A doctor should be consulted if the patient suffers from night blindness. Those affected can hardly see or recognize anything at night. Seeing different colors can also be affected by retinitis pigmentosa and should be checked by a doctor. However, those affected also suffer from hearing problems or heart problems as a result of the disease. If these symptoms occur, it is essential to consult a doctor.
Primarily, retinitis pigmentosa is treated by an ophthalmologist. The other complaints can then also be treated by a cardiologist or an ENT doctor. In general, it cannot be predicted whether complete healing will be achieved.
The progression of retinopathia pigmentosa has not yet been stopped for most forms of the disease. However, according to clinical studies, supplementation with vitamin A should be able to slow down the progression in combination with hyperbaric oxygen therapy. Dealing with the disease is currently the focus of therapy.
For example, patients should be better prepared for the possible impending loss of sight through psychological support and early introduction to orientation techniques for the blind. Refsum's syndrome is an exception, because it is actually a metabolic defect whose progression can be stopped by a special diet low in phytanic acid.
For all other forms, experiments are currently being carried out with stem cell therapies and the exchange of the defective genes directly in the retina. To repair existing retinal damage, medicine is currently also working on the development of retina implants, which are intended to compensate for the loss of function of the photoreceptors. A subretinal implant with 1500 diodes should make seeing possible again in the future.
Retinitis pigmentosa cannot be prevented because the disease is a genetic defect.
In most cases, those affected with retinitis pigmentosa have only a few and only limited options or measures of follow-up care available. First and foremost, you should see a doctor very early so that there are no complications or other complaints in the further course. This is crucial for the further course of the disease, so that a doctor should be contacted at the first signs and symptoms of the disease.
Retinitis pigmentosa is usually treated by taking various medications, mainly antibiotics. In doing so, regular intake with the correct dosage must always be observed, and antibiotics should not be taken together with alcohol. In many cases, the support and help of one's own family is also necessary in order to avoid depression or psychological upset.

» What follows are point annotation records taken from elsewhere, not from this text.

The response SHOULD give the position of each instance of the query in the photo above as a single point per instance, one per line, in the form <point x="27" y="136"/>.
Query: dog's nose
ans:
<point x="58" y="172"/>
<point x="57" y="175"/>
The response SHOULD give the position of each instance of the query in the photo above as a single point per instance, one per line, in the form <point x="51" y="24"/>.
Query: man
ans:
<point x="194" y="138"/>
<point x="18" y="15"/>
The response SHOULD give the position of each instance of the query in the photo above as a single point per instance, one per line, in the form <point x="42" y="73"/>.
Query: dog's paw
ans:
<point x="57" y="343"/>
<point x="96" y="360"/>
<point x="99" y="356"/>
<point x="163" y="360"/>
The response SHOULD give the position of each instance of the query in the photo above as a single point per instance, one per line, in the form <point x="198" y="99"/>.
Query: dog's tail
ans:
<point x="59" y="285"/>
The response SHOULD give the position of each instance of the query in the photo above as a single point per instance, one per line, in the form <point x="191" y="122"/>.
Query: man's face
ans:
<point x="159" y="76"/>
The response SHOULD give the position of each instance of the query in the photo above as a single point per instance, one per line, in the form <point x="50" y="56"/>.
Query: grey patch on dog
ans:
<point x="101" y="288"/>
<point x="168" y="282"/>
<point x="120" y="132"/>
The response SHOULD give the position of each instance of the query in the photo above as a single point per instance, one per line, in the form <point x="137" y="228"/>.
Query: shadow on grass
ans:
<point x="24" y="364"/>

In the case of children, the parents in particular must ensure that the medication is taken correctly and regularly.A general course cannot be predicted, although in some cases there may be a reduced life expectancy of the person affected.
The retinal disease retinitis pigmentosa is hereditary and currently not curable. As the retinal cells die off, the affected person's field of vision is restricted. Spatial vision is lost. Walking with a white cane replaces spatial orientation for him.
On the other hand, RP sufferers with tunnel vision are often still able to read with a magnifying glass. The cones in the center of the retina are responsible for this. They are functional longer than the rods that enable night and twilight vision. If these have died, the person concerned is dependent on the help of an accompanying person.
It is important that outsiders are made aware of the progressive and worsening blindness. Wearing the badge for the blind ensures clarity. Aids such as Braille or voice-controlled computers make everyday life easier for those affected. The high sensitivity to glare is weakened with tinted glasses. If the contrasts become blurred and contours can no longer be perceived in the apartment, markings that can be felt with their hands help those affected. Colored markings, on the other hand, are not suitable, as color vision is also impaired.
People affected by RP are entitled to a severely handicapped ID card.
If the patient has a well-developed visual center, a chip can be implanted with which he can recognize the contours of objects.